Wednesday, April 16, 2025

Quote of the Day (Anthony Powell, on a Midcentury Cultural Philistine)

“[Kenneth] Widmerpool remained totally unimpressed by the arts. He was even accustomed to show an open contempt for them in tête-à-tête conversation. In public, for social reasons, he had acquired the merest working knowledge to carry him through a dinner party, content with St. John Clarke as a writer, Isbister as a painter.

“ ‘I don’t know about these things,’ he had once said to me. ‘If I don't know about things, they do not interest me. Even if artistic matters attracted me—which they do not—I should not allow myself to dissipate my energies on them.’”— English novelist Anthony Powell (1905-2000), Casanova's Chinese Restaurant (Volume 5 of A Dance to the Music of Time) (1960)

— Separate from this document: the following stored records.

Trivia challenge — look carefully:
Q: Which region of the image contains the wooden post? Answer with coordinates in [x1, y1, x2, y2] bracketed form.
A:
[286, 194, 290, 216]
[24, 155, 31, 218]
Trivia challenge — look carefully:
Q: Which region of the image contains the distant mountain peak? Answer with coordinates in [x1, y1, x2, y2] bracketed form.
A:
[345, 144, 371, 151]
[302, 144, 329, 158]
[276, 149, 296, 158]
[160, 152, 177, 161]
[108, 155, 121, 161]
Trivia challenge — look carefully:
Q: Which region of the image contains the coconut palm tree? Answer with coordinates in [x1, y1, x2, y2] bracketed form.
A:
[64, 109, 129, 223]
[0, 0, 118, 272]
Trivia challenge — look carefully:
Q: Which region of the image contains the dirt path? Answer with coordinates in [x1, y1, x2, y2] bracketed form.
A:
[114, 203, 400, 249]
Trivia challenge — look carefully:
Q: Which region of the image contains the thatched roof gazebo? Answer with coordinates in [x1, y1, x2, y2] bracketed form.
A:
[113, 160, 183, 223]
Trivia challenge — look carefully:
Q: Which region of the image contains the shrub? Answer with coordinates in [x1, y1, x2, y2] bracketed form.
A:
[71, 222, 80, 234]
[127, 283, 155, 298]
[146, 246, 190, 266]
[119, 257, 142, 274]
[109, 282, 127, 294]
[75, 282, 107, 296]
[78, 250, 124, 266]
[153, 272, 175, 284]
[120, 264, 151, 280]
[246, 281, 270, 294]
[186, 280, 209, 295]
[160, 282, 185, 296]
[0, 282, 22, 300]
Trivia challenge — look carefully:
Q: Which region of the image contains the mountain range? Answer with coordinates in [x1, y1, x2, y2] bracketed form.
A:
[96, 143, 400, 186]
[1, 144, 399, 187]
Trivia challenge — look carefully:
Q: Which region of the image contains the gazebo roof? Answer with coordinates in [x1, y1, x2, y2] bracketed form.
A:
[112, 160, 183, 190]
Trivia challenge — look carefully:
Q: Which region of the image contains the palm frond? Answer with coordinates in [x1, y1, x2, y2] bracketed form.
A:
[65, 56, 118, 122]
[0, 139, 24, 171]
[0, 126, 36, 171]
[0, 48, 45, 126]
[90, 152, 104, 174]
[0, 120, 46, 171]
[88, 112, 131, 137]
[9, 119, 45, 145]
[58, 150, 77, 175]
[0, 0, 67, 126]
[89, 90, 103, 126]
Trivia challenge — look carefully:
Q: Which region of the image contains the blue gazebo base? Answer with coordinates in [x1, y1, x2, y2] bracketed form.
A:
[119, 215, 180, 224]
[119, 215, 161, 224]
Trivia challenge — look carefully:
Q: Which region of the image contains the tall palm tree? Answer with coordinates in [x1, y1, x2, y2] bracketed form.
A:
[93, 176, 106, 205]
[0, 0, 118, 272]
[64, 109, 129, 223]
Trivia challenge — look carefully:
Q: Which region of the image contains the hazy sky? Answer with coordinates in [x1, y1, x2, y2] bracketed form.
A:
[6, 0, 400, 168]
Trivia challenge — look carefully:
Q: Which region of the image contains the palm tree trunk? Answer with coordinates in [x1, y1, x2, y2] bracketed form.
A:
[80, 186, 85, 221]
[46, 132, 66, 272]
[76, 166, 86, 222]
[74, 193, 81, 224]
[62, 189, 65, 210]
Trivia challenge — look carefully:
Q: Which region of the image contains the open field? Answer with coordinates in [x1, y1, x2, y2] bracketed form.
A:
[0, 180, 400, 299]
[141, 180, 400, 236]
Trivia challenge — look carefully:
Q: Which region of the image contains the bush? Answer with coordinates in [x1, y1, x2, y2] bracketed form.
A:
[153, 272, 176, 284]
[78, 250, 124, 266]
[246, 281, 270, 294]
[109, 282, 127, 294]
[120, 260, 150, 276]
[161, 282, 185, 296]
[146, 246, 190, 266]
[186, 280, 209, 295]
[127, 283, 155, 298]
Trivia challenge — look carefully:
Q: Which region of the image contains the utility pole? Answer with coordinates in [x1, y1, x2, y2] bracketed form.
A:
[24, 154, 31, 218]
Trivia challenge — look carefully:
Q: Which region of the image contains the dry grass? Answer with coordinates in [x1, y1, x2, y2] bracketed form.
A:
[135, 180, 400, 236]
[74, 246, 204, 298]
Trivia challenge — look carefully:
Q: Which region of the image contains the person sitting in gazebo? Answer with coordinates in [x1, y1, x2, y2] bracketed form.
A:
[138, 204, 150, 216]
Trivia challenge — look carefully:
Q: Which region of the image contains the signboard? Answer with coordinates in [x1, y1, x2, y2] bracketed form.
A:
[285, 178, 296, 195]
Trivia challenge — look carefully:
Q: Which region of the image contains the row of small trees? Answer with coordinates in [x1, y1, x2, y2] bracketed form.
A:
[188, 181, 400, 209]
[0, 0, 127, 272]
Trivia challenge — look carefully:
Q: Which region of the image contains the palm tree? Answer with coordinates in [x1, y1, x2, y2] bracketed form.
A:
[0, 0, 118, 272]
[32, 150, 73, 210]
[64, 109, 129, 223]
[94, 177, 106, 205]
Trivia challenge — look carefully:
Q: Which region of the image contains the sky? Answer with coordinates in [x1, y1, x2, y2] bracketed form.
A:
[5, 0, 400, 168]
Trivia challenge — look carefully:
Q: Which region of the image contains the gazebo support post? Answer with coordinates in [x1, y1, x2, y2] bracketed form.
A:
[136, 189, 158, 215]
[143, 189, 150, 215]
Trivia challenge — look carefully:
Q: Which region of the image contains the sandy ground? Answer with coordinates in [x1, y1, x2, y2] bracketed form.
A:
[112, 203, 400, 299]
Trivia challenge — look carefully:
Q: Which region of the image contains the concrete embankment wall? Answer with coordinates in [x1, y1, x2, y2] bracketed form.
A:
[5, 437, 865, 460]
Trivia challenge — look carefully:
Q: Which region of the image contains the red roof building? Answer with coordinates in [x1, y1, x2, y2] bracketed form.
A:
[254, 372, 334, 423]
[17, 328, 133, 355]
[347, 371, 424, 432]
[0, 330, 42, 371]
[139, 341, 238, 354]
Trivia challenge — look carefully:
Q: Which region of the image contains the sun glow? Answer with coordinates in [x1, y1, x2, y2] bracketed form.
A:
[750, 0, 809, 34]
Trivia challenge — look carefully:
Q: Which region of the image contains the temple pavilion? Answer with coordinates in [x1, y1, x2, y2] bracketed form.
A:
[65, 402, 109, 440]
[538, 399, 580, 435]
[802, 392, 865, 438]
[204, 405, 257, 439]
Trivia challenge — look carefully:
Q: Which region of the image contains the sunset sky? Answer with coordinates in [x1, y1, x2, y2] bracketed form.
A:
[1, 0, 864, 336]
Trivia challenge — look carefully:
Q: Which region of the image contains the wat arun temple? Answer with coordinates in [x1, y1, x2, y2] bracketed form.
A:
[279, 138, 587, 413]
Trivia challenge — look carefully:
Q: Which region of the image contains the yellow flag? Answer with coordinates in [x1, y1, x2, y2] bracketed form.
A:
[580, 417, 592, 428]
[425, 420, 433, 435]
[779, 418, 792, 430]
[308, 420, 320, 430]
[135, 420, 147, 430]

An opportunistic businessman early in his career, Widmerpool changes ideologies along the course of the several decades covered in Anthony Powell’s sprawling 12-volume series A Dance to the Music of Time.

This cultural philistine has little to no use even for reading. But he carries an extraordinary vindictiveness against those he perceives as slighting him or standing in his way that can manifest itself unexpectedly and dangerously.

Oh, yes, he's also used by an authoritarian power based in Russia to subvert the West from within.

As this recent American news story demonstrates, Widmerpool is a type present in contemporary America as well as Powell’s midcentury Britain.

(The image accompanying this post shows Simon Russell Beale as Kenneth Widmerpool in the 1997 British mini-series adaptation of A Dance to the Music of Time.)